Friends of the Hill Pony volunteer and pony tamer Sheila Robson, points to the difference ponies have made on a conservation grazing site.
"Instead of the blanket Molinia where the horses graze, it opens up the sward so that other plants have actually got the chance to get some light and get the seeds to the earth," she says, adding she is watching flora like heather, bilberry and meadowsweet start to make a come back.
"[The ponies] just munch as they go, doing their job and it gives the other plants a chance," she says.
One of the recommendations in the 2023 review, which was chaired by David Fursdon, the Lord-Lieutenant of Devon, said ponies should not be included with cattle in stocking rates and Natural England should not take actions likely to result in a decline in pony numbers.
Natural England says it is "aligned" with the Fursdon review but campaigners including Hibbs point to a mismatch between the body's words and its actions in including the ponies in livestock counts under its new moorland agri-environmental schemes that provide payments for farmers for grazing upland in ways that benefit nature.
Campaigners warn the new schemes would cut livestock, including hill ponies, by 56% to 89%, adding previous cuts have not increased biodiversity on the moor and claiming the spread of Molinia is down to under- rather than overgrazing.
Abel says under the new agreements farmers will be forced into the "horrible position" of having to "choose between keeping the ponies or… paying the bills".

The issue became political earlier this week when Conservative leader Kemi Badenoch described the plan as "total madness".
Downing Street responded by saying the Labour government would not allow a cull, insisting the animals were safe.
But Hibbs queries if this means the government has directed Natural England to change its policy and adds the DHPA would be happy to provide input into designing a new approach.
'Not recommending a cull'
The Department for Environment, Food & Rural Affairs (Defra) says ponies must be included in the stocking density calculations linked to the moorland actions, as they contribute to grazing pressure on the moorland.
It says the impact of Environmental Land Management (ELM) schemes on pony populations "will be continually monitored for any adverse effects and mitigations will be explored to ensure no further reduction in population numbers".
Defra says it is working with partners including the DHPA "to help ensure that we maintain numbers of semi-wild ponies on the moor for generations to come", adding Natural England is "not recommending a cull".
David Slater, south west director for Natural England, added: "Our role is to advise farmers who wish to enter the publicly-funded schemes available for grazing regimes.
"These schemes have been designed by government to contribute to nature recovery - some of these require less grazing and some more dependent on local conditions but ponies are and always will be part of that mix."

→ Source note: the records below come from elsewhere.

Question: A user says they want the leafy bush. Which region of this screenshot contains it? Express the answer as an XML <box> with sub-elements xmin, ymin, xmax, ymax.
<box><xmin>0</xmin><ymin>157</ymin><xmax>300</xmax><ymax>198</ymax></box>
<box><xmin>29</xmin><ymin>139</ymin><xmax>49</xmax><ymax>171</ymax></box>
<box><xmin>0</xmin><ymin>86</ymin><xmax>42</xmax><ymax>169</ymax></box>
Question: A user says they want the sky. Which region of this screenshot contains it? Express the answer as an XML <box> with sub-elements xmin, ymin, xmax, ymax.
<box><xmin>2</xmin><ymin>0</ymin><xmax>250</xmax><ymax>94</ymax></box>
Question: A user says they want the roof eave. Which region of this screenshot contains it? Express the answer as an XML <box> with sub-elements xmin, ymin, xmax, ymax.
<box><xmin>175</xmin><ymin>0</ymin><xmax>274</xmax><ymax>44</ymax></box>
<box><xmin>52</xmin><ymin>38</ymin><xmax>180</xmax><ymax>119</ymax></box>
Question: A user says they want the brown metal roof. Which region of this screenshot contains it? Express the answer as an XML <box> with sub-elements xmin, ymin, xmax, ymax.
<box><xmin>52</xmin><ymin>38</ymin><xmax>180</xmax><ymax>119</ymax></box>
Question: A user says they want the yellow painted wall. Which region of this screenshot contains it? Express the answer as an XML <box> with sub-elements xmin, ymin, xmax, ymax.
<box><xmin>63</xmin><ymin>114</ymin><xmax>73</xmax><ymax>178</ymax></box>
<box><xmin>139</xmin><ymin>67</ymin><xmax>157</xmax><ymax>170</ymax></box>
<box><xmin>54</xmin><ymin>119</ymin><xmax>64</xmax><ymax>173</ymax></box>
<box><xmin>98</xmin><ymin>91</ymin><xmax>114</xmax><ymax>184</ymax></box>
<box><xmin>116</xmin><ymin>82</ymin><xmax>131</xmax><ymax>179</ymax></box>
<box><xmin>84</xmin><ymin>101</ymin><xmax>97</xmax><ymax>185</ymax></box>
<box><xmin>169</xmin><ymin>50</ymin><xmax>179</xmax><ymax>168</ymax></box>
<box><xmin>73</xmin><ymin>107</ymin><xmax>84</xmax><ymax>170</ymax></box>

Hibbs says Defra and Natural England are not working with the DHPA, despite both being asked for a meeting.
She says any monitoring of the pony population would come too late after the "irreversible" removal of the majority of the animals from the moors.
But Bruce-White said he did not think it was "inevitable" that pony numbers would fall "catastrophically" even in places where grazing levels were reduced, adding that there were "certainly many other parts of the moor that desperately need more grazing, and in particular, more cattle and pony grazing".
Lovemore adds: "If Natural England decide in two years' time, 'Oh, that was a mistake, we want ponies back on the moor', they can't simply be replaced with any old pony.
"They just won't survive out here... they literally are irreplaceable and... part of Dartmoor's identity."